Now, the food which we eat and the nutrition which we
take are directly or indirectly related to the inorganic chemistry. All the nutrition and food which we eat are derived from the plants which contains the carbon. Hence our nutrition also contains the carbon. Thus we deals with the organic chemistry in that. Not only that, the salad which we eat are also organic since they are derived from the plants. Sometimes humans eat the flash of another's animals which are also made of carbon or its compounds.
In the Biotechnology, organic chemistry is widely used.

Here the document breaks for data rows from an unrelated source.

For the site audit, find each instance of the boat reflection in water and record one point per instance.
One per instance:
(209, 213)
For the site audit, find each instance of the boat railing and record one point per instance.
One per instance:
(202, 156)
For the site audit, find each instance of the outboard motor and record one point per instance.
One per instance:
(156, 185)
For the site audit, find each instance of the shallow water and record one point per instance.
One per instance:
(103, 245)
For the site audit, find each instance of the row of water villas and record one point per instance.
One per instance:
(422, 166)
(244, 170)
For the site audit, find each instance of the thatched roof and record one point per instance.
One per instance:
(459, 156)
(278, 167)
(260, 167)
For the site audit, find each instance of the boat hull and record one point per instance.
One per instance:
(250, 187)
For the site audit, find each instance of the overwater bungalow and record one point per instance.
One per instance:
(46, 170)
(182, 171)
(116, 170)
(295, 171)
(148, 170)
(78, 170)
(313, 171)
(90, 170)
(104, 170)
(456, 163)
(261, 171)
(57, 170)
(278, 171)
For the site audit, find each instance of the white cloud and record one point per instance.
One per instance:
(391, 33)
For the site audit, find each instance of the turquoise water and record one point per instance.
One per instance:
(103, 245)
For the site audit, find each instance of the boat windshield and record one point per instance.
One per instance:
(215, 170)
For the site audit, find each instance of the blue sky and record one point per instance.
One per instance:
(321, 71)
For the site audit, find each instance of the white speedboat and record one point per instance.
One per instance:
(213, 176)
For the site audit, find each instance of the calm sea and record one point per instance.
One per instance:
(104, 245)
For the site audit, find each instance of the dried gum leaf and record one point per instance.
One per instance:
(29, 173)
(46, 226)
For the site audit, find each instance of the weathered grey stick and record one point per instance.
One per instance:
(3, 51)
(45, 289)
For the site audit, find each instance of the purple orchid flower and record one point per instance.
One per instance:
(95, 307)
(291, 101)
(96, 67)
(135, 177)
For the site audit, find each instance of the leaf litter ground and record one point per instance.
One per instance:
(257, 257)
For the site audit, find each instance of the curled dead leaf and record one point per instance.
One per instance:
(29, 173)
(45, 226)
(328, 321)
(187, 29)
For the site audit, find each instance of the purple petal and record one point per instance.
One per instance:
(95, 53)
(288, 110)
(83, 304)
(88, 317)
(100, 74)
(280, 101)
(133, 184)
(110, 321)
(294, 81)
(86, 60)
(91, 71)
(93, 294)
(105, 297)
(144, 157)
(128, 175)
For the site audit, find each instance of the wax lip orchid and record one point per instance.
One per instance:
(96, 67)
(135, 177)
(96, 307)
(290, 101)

While doing the experiments in case of the plants breedings or making the structure of the phosphate groups or the sugars present in the groups, organic chemistry is used.
Hence organic chemistry is very important in case of the
food sciences and the Biotechnology. FOOD BIOTECHNOLOGY AND NUTRITION
Study of properties includes physical and chemical
properties and evaluation of chemical reactivity to understand their behavior.
The term organic means natural
Biotechnology has longer utilization in food
manufacturing and food processing.
The study of Hydrocarbons is known as organic
chemistry.
Isoleucine Leucine Phenylalanine Valine Threonine
Methionine Tryptophan Lysine. PROJECTS ON ORGANIC CHEMISTRY (FOR FOOD AND NUTRITION) Organic chemistry in nutrition project. Alcohols Phenols and Ethers. Food chemistry History of food chemistry. This is 6 of the calorie intake for a teenage male and 7 of the calorie intake for a teenage girl.
Elements like chromium copper iodine iron manganese
and zinc are called trace elements and provide raw materials for blood bone and nerve production or trigger the production of hormones antibodies or immune-system chemicals. Conclusion Both of these drinks seem like they shouldnt be drunk that often. Now if you have any doubts please feel free to ask.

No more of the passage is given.